DETAILED DESCRIPTION OF THE INVENTION In FIG. 1, an electrolysis cell contains a liquid calcium lead alloy disposed in the bottom. cell <B> 10 </ B> is connected <B> to the </ B> anode from power source 14 <B> to DC, and is range <B> to </ B> > a predetermined temperature. The inside of cell <B> 10 </ B> is depressed through an empty <B> </ B> installation A steel cup <B> 18 </ B> surmounted by a frustoconical hollow support 20 constitutes the cathode. The interior of the support 20 is cooled <B> '</ B> through a tubing 21 connected <B> to </ B> the outside <B> to </ B> a cooling device <B> to </ B. Air 22. During electrolysis, the calcium is deposited on the side surface of the cup <B> 18 </ B> back up along the support 20 where <B> it </ B> is distilled. The presence of the vacuum makes it possible to eliminate calcium <B>, </ B> continuously and to avoid its dissolution in the salt bath.

A first example of electro-refining of the lead alloy <B> / </ B> calcium is described below.

<B> 10 Kg </ B> mass of the previously obtained alloy is placed in a soft iron crucible 24 positioned in the <B> 10 </ B> electro-refining cell of Figure <B> 1. </ B> The cell is placed in a resistance furnace, and a condenser cools its top. Only the lower furnace heating zone is fed in such a way as to allow a temperature gradient in the furnace to be obtained.
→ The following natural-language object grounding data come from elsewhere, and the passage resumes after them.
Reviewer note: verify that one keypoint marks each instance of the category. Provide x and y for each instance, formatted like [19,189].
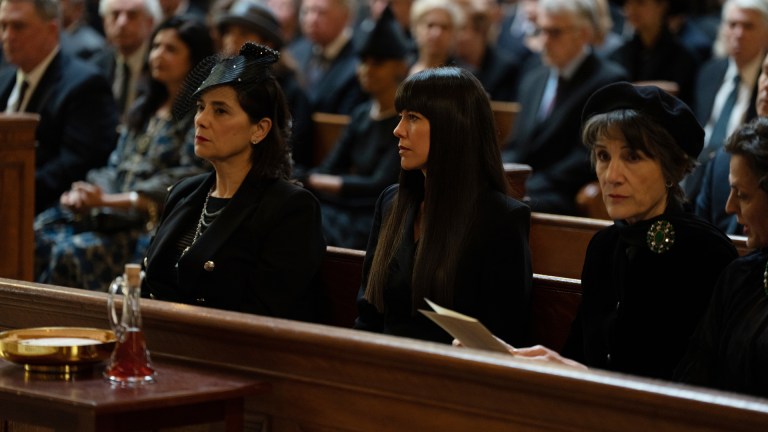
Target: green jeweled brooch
[661,236]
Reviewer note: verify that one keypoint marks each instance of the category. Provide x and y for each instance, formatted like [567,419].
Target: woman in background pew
[447,231]
[730,347]
[648,279]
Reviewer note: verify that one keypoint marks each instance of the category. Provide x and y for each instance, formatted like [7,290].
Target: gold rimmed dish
[57,349]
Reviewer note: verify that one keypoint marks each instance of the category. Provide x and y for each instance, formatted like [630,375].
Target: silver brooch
[661,236]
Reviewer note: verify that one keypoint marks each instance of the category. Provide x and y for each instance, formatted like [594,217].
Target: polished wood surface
[182,395]
[559,243]
[330,379]
[17,195]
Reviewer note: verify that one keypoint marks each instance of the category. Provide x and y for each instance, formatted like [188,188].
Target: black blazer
[77,129]
[260,255]
[338,91]
[493,281]
[553,147]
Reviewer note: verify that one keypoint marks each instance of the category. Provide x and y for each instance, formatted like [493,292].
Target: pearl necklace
[201,222]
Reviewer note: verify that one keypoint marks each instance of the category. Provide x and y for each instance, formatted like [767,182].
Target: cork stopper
[133,274]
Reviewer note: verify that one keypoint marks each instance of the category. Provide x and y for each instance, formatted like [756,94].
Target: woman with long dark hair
[447,231]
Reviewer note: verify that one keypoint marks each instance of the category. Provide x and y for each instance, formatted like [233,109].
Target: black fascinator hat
[251,67]
[382,39]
The conical condenser constituted by the support 20 secured to the cathode.

The conical zone has an average temperature of the order of <B> 500 ° C. </ B> The vacuum in the enclosure is a primary vacuum of <B> 0.5 </ B> Torr. The temperature of the metal and bath is <B> 850'C. </ B>

The crucible 24 and the cell <B> 10 </ B> are polarized anodically while the condenser is cathodically polarized. The height of the metal at the bottom of the crucible is between <B> 2.5 </ B> and <B> 3 </ B> cm. The total height of bath <B> 26 </ B> consisting of pure calcium chloride, is <B> 10 </ B> cm corresponding <B> to </ B> a mass of salt in the order of <B > 15 Kg. </ B> The average cathode anode distance is <B> 5 </ B> cm. Electrorefining <B> was achieved at constant amperage of <B> 50 </ B> Amperes. Starting voltage between the alloy and the cup is 1.2 volts, then steadily increases up to <B> 1.32 </ B> volts.
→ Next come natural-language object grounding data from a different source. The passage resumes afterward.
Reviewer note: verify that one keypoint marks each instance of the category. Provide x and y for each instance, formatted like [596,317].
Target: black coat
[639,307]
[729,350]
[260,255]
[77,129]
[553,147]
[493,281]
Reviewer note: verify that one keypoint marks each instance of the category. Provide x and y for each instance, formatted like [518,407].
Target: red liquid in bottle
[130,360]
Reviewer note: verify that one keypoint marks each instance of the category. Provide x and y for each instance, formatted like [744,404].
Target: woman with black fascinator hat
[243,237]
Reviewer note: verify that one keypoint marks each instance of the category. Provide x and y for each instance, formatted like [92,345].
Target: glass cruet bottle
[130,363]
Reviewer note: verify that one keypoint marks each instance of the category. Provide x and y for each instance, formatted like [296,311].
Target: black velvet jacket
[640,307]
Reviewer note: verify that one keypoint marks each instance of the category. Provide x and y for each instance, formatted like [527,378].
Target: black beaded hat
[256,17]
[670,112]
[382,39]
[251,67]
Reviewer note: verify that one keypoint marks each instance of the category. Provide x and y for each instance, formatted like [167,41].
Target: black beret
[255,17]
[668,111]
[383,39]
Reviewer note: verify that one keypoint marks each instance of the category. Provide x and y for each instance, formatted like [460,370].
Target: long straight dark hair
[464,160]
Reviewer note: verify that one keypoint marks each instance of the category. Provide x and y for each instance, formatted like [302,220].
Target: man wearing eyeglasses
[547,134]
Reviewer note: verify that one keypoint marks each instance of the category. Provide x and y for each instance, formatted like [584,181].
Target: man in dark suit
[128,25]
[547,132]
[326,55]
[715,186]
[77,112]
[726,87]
At the end of the electrorefining operation which may last more than ten hours, the condenser and the cathode are raised, and the cell assembly <B> 10 </ B> and crucible 24 are allowed to cool under argon.
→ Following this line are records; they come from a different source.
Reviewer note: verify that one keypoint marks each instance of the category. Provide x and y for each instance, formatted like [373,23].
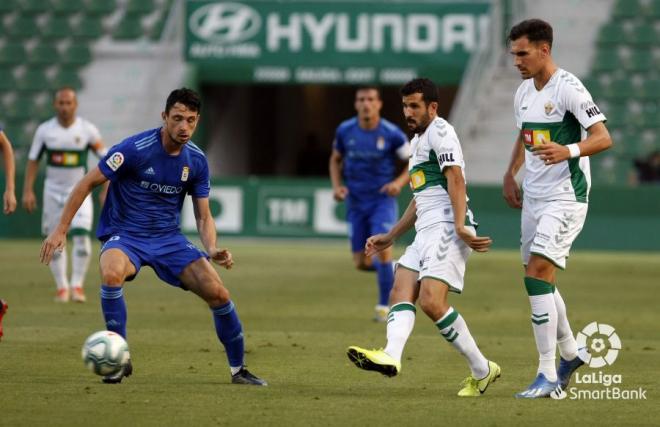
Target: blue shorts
[168,256]
[367,219]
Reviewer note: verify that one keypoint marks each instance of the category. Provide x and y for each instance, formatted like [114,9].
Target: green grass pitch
[302,304]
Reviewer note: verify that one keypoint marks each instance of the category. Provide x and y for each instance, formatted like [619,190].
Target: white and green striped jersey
[560,112]
[66,151]
[432,151]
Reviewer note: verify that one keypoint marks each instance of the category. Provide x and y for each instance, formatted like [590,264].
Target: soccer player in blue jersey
[367,171]
[150,174]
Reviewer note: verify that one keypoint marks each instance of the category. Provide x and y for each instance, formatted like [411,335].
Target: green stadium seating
[643,34]
[43,54]
[66,76]
[611,34]
[7,6]
[100,7]
[129,28]
[7,81]
[88,28]
[33,80]
[627,9]
[23,27]
[76,54]
[12,54]
[140,7]
[56,28]
[68,7]
[606,60]
[34,6]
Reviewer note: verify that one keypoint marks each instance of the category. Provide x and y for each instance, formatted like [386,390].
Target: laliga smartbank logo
[598,346]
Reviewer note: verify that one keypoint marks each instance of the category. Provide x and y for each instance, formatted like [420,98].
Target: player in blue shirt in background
[150,174]
[367,171]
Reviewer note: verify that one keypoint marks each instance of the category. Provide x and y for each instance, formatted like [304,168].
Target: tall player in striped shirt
[560,127]
[65,141]
[150,174]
The crystalline calcium deposition needle on the condenser represents after ten hours of operation <B> 335g </ B> of calcium, the residual alloy has a calcium content of 0.44%. The faradic yield is between <B> 88 </ B> and <B> 90%, </ B> and the calcium purity is excellent because it has been titrated <B> to </ B> 99.1% volumetry hydrogen.

A second example of production of a parent calcium alloy is shown in FIG.

In the <B> 30 </ B> cell is placed in sealed refractory steel with a pumping circuit <B> 32, </ B> a crucible 34 of dense graphite <B> 150 </ B> liters of useful capacity. Cell <B> 30 </ B> is itself placed in a <B> <B> 36 resistance </ B> oven capable of rising to a temperature of <B> 1000 OC. </ B>

The <B> 38 </ B> lid of cell <B> 30 </ B> is provided with two loading hoppers 42 for adding calcium chloride CaC12 and calcium carbide CaC2 separately, as well as hoses 45 gas inlet and outlet, a passage 44 sealed to allow operating a stirrer <B> '</ B> blades 46. The hoppers 40,42 are equipped with valves <B> to </ B> drawer 48. A mass of 200 <B> Kg </ B> of CaC12 containing <B> 3% </ B> of water is first charged in several times. The water is pumped <B> to </ B> using the <B> empty <B> 32 to </ B> liquid ring pump.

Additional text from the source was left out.